The course was Emory’s first foray into the world of massive open online courses (MOOCs), and Everett says more than half the students lived outside the United States.

“I don’t like to focus on numbers so much when we talk about MOOCs, but the numbers are pretty amazing,” says lead MOOC producer Lee Clontz. “In the first nine or 10 weeks of teaching classes, we had about 1.5 million video views, which is staggering.”

Last fall, Emory was one of a small number of elite institutions to join Coursera, an educational technology company that provides an online platform for universities to offer free classes to anyone with an internet connection. Founded only a year and a half ago, the company now boasts 83 partner universities and facilitates courses in seven languages. At last count, there were 4.7 million Coursera students.

“This is incredibly powerful,” says Lynn Zimmerman, senior vice provost for undergraduate and continuing education. “I cannot think of anything else that we do that would have the kind of reach that any one of these courses has globally.”
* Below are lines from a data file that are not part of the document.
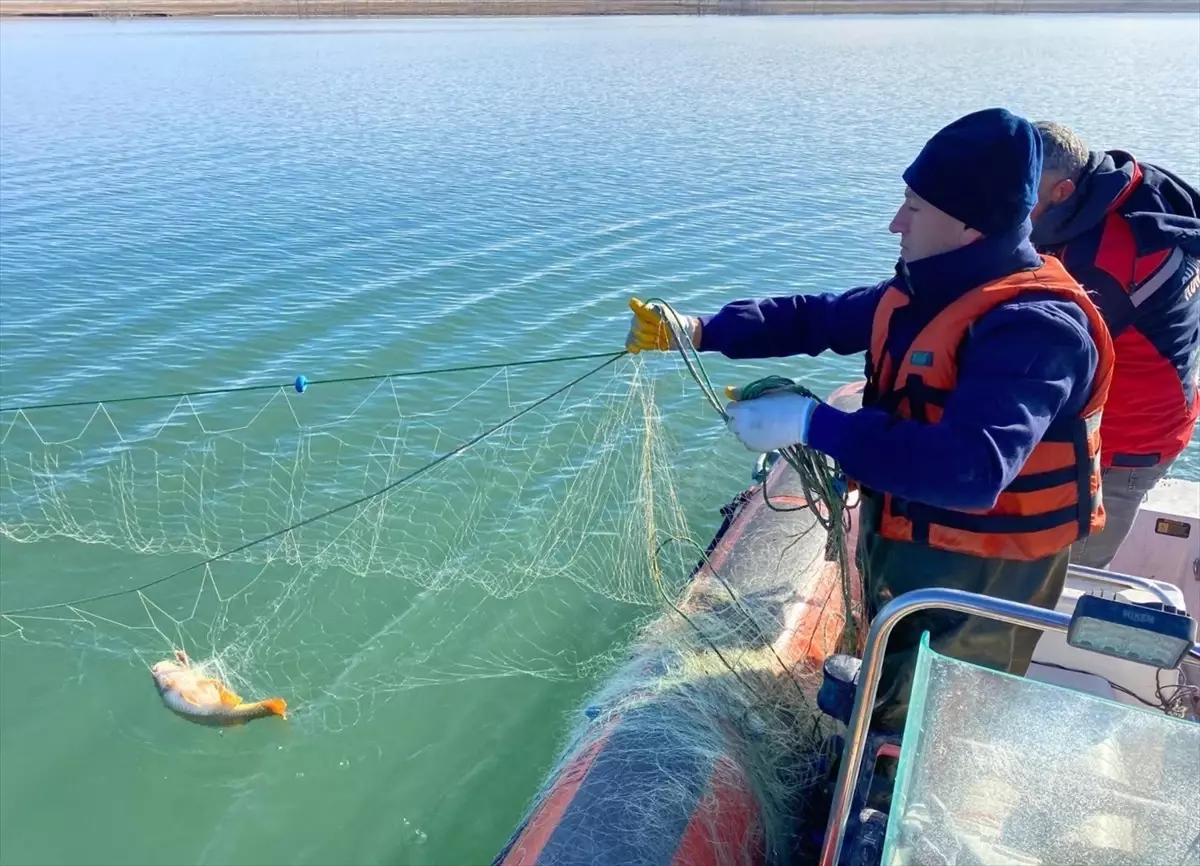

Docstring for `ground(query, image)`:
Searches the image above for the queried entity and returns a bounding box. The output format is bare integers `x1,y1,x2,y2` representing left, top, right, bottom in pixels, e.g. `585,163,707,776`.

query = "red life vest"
864,257,1112,560
1075,157,1200,467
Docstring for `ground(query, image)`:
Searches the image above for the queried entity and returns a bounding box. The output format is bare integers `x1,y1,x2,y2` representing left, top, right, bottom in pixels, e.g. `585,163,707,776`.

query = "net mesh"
0,359,844,854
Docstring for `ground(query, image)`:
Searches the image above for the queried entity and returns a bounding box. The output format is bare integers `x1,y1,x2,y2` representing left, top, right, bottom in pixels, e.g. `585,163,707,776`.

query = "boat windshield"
883,641,1200,866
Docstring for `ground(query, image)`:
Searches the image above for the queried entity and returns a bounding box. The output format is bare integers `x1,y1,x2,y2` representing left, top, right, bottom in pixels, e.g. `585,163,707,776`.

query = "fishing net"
0,356,859,856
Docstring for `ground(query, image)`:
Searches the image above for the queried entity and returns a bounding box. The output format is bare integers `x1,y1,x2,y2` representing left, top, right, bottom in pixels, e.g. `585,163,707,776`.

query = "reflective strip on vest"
866,257,1114,560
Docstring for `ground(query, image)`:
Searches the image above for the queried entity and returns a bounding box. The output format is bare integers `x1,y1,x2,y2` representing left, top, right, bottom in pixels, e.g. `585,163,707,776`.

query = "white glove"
725,393,817,453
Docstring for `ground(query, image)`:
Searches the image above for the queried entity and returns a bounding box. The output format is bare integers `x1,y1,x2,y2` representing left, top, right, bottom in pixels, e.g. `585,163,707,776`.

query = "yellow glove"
625,297,700,355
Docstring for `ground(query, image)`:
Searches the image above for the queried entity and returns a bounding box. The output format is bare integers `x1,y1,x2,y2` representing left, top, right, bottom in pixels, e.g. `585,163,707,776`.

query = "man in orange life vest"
626,108,1112,730
1031,121,1200,569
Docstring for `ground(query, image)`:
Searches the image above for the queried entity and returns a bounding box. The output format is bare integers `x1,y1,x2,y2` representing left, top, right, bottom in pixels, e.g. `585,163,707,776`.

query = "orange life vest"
863,255,1114,560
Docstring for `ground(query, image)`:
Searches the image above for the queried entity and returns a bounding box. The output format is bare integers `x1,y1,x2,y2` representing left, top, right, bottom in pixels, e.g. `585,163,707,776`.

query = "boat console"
818,580,1200,866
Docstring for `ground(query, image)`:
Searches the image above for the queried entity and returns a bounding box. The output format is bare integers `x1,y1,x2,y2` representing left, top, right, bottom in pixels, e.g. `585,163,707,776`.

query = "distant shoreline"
0,0,1200,19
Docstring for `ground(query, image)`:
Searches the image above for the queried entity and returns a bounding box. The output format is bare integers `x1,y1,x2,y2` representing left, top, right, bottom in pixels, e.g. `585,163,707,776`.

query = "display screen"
1154,517,1192,539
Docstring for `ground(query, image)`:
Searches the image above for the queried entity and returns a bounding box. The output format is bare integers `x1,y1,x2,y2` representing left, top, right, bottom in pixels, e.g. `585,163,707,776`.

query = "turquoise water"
0,17,1200,864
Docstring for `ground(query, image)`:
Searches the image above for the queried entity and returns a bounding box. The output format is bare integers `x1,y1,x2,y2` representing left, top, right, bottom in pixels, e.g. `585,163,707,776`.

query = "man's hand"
625,297,700,355
725,391,817,453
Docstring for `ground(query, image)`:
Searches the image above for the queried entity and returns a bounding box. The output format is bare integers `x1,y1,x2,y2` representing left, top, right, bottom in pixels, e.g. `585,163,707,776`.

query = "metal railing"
820,587,1200,866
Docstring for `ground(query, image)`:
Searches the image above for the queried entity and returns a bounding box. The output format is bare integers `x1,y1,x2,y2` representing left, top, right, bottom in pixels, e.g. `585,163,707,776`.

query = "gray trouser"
1070,461,1174,569
856,497,1068,733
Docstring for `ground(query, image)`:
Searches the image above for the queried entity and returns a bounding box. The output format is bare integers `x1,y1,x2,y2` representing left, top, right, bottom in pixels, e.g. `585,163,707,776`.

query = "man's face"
888,187,983,261
1030,174,1075,222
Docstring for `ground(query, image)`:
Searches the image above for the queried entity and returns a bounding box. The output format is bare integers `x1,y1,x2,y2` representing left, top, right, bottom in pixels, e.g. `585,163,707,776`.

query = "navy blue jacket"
700,229,1098,509
1032,150,1200,465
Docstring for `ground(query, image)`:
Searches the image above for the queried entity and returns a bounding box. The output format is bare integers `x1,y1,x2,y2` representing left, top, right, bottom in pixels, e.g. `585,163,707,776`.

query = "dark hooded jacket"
1032,150,1200,467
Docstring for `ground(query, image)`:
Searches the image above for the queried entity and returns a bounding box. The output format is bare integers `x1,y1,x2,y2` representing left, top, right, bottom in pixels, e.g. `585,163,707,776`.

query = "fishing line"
0,351,629,617
0,351,625,413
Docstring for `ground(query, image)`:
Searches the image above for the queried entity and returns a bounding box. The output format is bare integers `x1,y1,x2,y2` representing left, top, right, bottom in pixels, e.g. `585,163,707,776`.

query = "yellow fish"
150,650,288,724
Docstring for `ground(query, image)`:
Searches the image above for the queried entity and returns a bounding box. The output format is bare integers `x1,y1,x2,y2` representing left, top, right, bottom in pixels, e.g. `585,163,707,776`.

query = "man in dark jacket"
626,109,1112,730
1032,121,1200,569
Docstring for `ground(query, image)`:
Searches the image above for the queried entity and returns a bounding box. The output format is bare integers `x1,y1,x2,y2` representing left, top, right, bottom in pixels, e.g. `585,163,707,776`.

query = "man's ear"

When Emory was in a time crunch to identify its first three Coursera courses, Everett—then the director of the Center for Faculty Development and Excellence (CFDE)—reached out to Kimbi Hagen, assistant professor at Rollins School of Public Health. She had collaborated on the CFDE’s University Course on HIV/AIDS and would design a similar course for Coursera, organizing a guest-lecture lineup that draws on Emory’s extensive expertise in the area, as well as its connections with the Centers for Disease Control and Prevention.

Law professor Polly Price taught Citizenship and US Immigration, Emory’s first course on Coursera’s optional “Signature Track,” which charges a small fee to students in exchange for a verified certificate of completion—representing, perhaps, a glimpse of what’s to come.